In a recent interview with CNET, the NVIDIA chief firmly brushed off any suggestion the company might solve its undersupply issues by turning to GloFo for help, declaring, "Globalfoundries is AMD's fab. Our strategy is TSMC." Which certainly all sounds rather decisive on the surface of things.

But scratch that surface a bit and it appears a worried Huang is simply saying what he knows TSMC wants to hear. In other words, he's likely only posturing to protect NVIDIA's supply chain.  

Recently, announcing bumper financial results for his firm, Huang made no secret of the fact NVIDIA could have sold even more GPUs this past quarter if it hadn't been for wafer allocation issues from its long-time Taiwanese manufacturing partner, which cut back during the recession to protect itself.

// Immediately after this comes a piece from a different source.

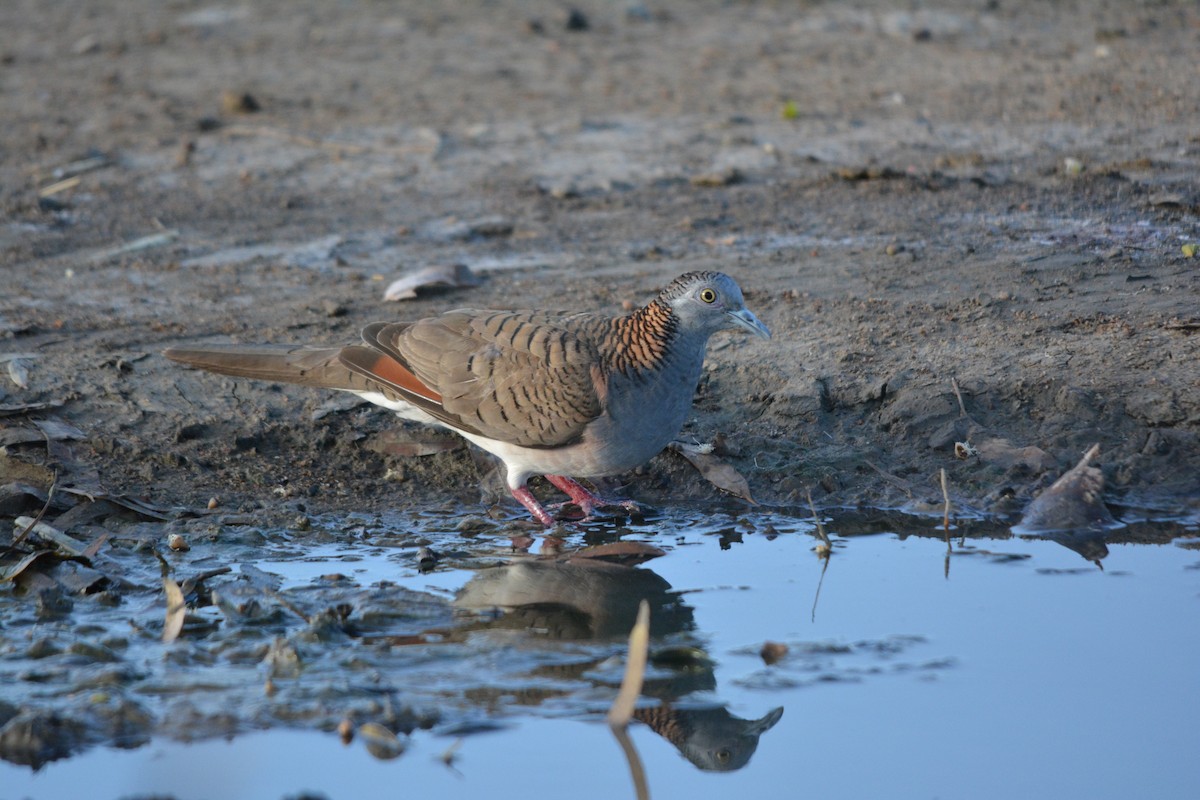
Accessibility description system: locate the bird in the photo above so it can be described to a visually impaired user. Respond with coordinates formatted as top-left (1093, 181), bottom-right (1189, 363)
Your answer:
top-left (163, 271), bottom-right (770, 528)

Currently 40nm is roughly only about five per cent or less of TSMC's wafer production, and NVIDIA isn't the only company to be worried. AMD has its share of allocation woes for its 5800 series ahead too.

Aside from the fact sources say TSMC still has yield issues on 40nm, the other main problem has to do with a particular process variant known as 40nm G technology, needed to make current GPU models. 

TSMC has 40nm G, whilst GlobalFoundries currently does not, with its near-term focus on low power 40nm offerings instead. That's not to say the AMD spin-off fab won't hit the G-spot at some point in the near future, but it has publicly stated its current focus is on the 28nm node for graphics.